Même constat pour le port USB-C, monté sur une carte modulaire. Une bonne nouvelle, car ce composant est souvent mis à rude épreuve au quotidien. Les caméras arrière sont également en grande partie indépendantes, et certains éléments comme les boutons restent accessibles une fois la carte mère retirée.

Mais la véritable nouveauté se trouve à l’avant. Samsung a inauguré un écran AMOLED de 6,9 pouces doté d’un mode de confidentialité intégré à même le matériel. L’affichage reste lisible de face, mais il devient beaucoup plus difficile à lire sur les côtés. Une fonction activable à la demande, qui peut s’appliquer uniquement à certaines applications. L’idée est originale et bien fichue, elle se révèle plutôt utile dans les transports ou les lieux publics.

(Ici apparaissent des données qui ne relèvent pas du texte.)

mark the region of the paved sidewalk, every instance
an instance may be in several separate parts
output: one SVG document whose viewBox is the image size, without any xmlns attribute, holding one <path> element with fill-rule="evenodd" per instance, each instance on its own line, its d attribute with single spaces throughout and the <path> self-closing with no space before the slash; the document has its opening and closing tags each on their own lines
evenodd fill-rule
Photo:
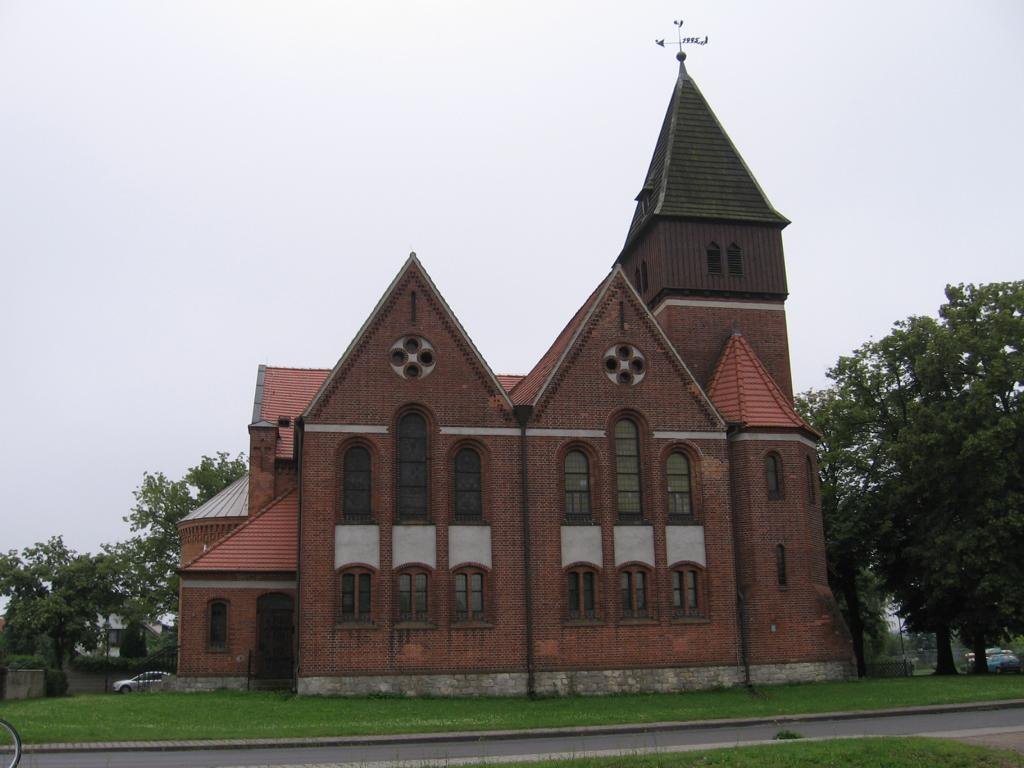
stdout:
<svg viewBox="0 0 1024 768">
<path fill-rule="evenodd" d="M 1024 708 L 1024 699 L 1004 699 L 964 704 L 935 704 L 920 707 L 897 707 L 854 712 L 817 712 L 806 715 L 778 715 L 776 717 L 749 717 L 727 720 L 688 720 L 685 722 L 627 723 L 623 725 L 590 725 L 575 728 L 533 728 L 511 731 L 448 731 L 432 733 L 392 734 L 386 736 L 318 736 L 301 738 L 265 739 L 207 739 L 180 741 L 106 741 L 60 744 L 28 744 L 26 753 L 52 752 L 157 752 L 172 750 L 215 750 L 245 748 L 298 748 L 348 747 L 402 744 L 429 744 L 438 742 L 501 741 L 510 739 L 536 739 L 549 737 L 615 735 L 654 733 L 686 729 L 731 728 L 749 725 L 813 723 L 825 720 L 853 720 L 860 718 L 926 715 L 940 712 L 984 712 L 995 709 Z M 1003 738 L 1006 734 L 977 735 L 977 738 Z M 966 734 L 965 734 L 966 737 Z M 1024 739 L 1024 735 L 1020 738 Z M 965 738 L 965 740 L 967 740 Z M 980 743 L 980 742 L 979 742 Z M 1016 748 L 1016 747 L 1010 747 Z"/>
</svg>

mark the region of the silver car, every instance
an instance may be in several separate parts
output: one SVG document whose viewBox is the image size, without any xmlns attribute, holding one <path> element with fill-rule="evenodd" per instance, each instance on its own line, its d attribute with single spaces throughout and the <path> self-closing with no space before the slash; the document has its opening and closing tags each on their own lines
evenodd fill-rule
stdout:
<svg viewBox="0 0 1024 768">
<path fill-rule="evenodd" d="M 116 680 L 111 687 L 117 693 L 132 691 L 149 691 L 159 689 L 161 683 L 171 676 L 170 672 L 140 672 L 127 680 Z"/>
</svg>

Le problème, c’est que cet écran — pourtant au cœur des nouveautés — est aussi l’élément le plus difficile à remplacer. Selon iFixit, le démontage est délicat au point que la dalle peut se détériorer avant même d’être retirée correctement. Les différentes couches ont tendance à se séparer sous l’effet de la chaleur, ce qui rend l’opération risquée, même pour un technicien expérimenté.

Et comme si cela ne suffisait pas, Samsung privilégie des modules complets pour les réparations. Autrement dit, remplacer l’écran implique souvent de changer d’autres pièces en même temps. Résultat : la facture grimpe rapidement, à tel point que certains pourraient être tentés de se tourner vers un smartphone reconditionné plutôt que de réparer.

La caméra à l’avant n’est pas en reste. Placée sous la carte mère et entourée d’un adhésif important, elle peut être endommagée lors du démontage, notamment à cause de la chaleur nécessaire pour la retirer. D’un côté, la batterie est accessible, les composants sont modulaires, et les innovations se révèlent utiles. De l’autre, les éléments les plus susceptibles de casser, comme l’écran, restent difficiles et coûteux à remplacer. Ce qui vaut au bout du compte au Galaxy S26 Ultra une note de réparabilité de 5 sur 10, comme son prédécesseur.